REF: dont set ndarray.data in libreduction #34997

jbrockmendel · 2020-06-25T19:46:55Z

cc @WillAyd I'm still seeing 88 test failures locally and could use a fresh pair of eyes on this. Any thoughts?

pandas/_libs/reduction.pyx

jbrockmendel · 2020-07-01T22:14:36Z

Tentatively looks like the issue is that this patches _index_data without updating _data

WillAyd · 2020-07-08T17:03:09Z

If it helps I've noticed that changing this line:

pandas/pandas/_libs/reduction.pyx

Line 357 in 42fd7e7

chunk = slider.dummy

To chunk = slider.frame[starts[i]:ends[i]].copy() takes 88 failures down to about 20. Not a real solution as we don't want the copy, but I think this new design isn't fully compatible with some of the dummy work that the sliders do, so might need to patch together

Seems heading in the right direction though

jbrockmendel · 2020-07-08T17:41:36Z

closing to clear the queue

WillAyd

@jbrockmendel made a few updates to get failures down to a small handful. may or may not be the right way of doing things but hopefully continues this conversation

pandas/_libs/reduction.pyx

WillAyd · 2020-07-22T20:32:35Z

Of the four remaining failures one of them is a result of groupby.tshift which maybe we will deprecate in #34452

pandas/_libs/reduction.pyx

jbrockmendel · 2020-07-28T21:07:19Z

@WillAyd is there cause for optimism here? A solution here might have a bearing on one of the test failures in #35417

WillAyd · 2020-07-28T21:34:11Z

Well the optimism is that we are down to a handful of failures :-)
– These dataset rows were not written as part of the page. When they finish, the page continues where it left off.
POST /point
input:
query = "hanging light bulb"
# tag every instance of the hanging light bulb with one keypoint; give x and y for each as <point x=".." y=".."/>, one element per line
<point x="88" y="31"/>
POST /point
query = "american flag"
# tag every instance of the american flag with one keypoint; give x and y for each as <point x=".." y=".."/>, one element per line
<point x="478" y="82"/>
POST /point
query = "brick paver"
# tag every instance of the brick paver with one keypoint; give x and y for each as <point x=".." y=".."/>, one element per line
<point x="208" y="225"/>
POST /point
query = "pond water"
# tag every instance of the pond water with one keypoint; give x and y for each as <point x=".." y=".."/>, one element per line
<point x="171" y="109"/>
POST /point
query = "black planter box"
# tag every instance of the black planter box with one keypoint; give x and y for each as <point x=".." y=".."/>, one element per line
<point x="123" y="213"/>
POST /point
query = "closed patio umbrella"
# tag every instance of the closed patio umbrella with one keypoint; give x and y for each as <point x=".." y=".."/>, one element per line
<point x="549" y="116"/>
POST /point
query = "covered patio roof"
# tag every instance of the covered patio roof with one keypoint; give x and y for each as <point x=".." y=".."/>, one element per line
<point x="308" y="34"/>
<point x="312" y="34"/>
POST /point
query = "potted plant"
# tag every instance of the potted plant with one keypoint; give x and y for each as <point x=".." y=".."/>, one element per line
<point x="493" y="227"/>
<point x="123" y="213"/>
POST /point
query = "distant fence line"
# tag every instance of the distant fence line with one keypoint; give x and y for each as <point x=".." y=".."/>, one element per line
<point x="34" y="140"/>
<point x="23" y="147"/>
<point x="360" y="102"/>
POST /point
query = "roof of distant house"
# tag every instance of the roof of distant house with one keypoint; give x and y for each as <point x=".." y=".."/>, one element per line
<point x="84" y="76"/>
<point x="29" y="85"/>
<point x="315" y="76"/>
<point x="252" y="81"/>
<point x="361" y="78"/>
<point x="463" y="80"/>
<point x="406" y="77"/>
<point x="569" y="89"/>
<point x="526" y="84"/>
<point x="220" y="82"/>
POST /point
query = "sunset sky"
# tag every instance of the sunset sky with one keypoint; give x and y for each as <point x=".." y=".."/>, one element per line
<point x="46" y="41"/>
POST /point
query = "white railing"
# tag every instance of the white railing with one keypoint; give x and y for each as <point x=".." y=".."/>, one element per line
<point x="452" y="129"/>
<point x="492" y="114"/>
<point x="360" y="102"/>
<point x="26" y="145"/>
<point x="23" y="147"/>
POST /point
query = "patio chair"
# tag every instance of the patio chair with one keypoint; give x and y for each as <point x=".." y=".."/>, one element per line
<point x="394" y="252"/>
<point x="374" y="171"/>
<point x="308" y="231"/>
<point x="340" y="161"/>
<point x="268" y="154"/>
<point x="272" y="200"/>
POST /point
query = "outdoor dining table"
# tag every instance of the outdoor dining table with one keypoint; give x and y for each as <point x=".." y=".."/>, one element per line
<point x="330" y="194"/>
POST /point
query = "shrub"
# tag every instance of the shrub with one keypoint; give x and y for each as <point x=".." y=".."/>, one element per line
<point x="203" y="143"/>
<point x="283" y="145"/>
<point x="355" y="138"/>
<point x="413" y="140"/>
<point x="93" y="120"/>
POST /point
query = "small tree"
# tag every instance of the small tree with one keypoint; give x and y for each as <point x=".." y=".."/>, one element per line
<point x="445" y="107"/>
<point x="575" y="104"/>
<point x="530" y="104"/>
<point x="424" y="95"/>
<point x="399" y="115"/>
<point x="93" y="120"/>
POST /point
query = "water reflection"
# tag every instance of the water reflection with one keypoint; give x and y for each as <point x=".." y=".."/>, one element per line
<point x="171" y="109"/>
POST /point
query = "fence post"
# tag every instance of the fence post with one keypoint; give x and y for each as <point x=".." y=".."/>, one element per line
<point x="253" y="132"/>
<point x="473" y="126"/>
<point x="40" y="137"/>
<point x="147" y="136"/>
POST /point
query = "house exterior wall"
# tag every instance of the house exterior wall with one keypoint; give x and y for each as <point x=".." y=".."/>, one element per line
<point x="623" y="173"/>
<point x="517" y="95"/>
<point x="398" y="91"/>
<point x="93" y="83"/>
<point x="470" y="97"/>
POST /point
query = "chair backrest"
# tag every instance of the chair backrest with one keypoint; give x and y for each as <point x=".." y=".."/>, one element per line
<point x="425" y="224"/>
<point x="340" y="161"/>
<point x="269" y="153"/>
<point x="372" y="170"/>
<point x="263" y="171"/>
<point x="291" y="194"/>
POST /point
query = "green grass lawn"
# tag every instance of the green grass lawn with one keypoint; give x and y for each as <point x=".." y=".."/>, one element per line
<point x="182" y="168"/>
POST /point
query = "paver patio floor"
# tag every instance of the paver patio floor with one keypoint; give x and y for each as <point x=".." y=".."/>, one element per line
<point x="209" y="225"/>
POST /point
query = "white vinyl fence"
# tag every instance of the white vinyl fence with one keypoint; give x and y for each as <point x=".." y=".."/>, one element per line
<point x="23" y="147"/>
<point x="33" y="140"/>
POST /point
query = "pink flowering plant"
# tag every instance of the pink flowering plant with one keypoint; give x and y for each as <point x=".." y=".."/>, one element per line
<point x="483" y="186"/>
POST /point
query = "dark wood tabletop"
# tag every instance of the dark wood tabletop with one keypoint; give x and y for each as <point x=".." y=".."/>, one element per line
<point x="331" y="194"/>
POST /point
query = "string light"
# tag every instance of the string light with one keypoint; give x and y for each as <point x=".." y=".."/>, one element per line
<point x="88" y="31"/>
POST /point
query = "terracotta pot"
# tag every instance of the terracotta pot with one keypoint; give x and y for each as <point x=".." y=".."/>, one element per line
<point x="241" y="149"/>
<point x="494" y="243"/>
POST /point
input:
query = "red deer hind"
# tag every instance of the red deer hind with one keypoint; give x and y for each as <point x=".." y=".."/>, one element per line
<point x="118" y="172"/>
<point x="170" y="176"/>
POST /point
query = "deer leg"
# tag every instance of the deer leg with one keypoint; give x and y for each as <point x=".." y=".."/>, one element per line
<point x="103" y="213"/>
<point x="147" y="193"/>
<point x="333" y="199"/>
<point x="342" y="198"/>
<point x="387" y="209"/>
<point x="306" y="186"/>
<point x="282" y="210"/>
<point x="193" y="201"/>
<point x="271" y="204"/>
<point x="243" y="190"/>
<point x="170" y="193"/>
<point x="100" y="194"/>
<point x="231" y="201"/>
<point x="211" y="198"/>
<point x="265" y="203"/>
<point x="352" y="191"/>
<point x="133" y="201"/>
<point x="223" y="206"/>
I think though that this is uncovering deep seeded issues in other parts of the code base. For instance, this is causing the test that #33439 added to fail which right now I've traced back to a potential bug somewhere in our hashing ocde, but I think it's only happen stance that that test works in the first place.

Not sure if the other 4 failures are related to hashing as well but will hopefully figure out soon

WillAyd · 2020-07-29T17:09:18Z

I've noticed that as an apply slides along various groups that this line of code looks problematic with the current changes:

pandas/pandas/_libs/index.pyx

Line 231 in 3b1d4f1

values = self._get_index_values()

The problem is that the call to _get_index_values hits a cached property that with this doesn't seem to be updated, and only ever references the index of the first group. So if you tried to split a DataFrame with 3 elements into [0], and [1, 2] groupings, a hashtable only ever gets built for the [0] group, the next iteration throws a KeyError when trying to figure out the location of [1, 2] and a whole slew of exception handling routes that off to space from there

@jbrockmendel any idea how the caching should be handled here? In the Python space the above call traces back to here:

pandas/pandas/core/indexes/base.py

Line 556 in 3b1d4f1

target_values = self._get_engine_target()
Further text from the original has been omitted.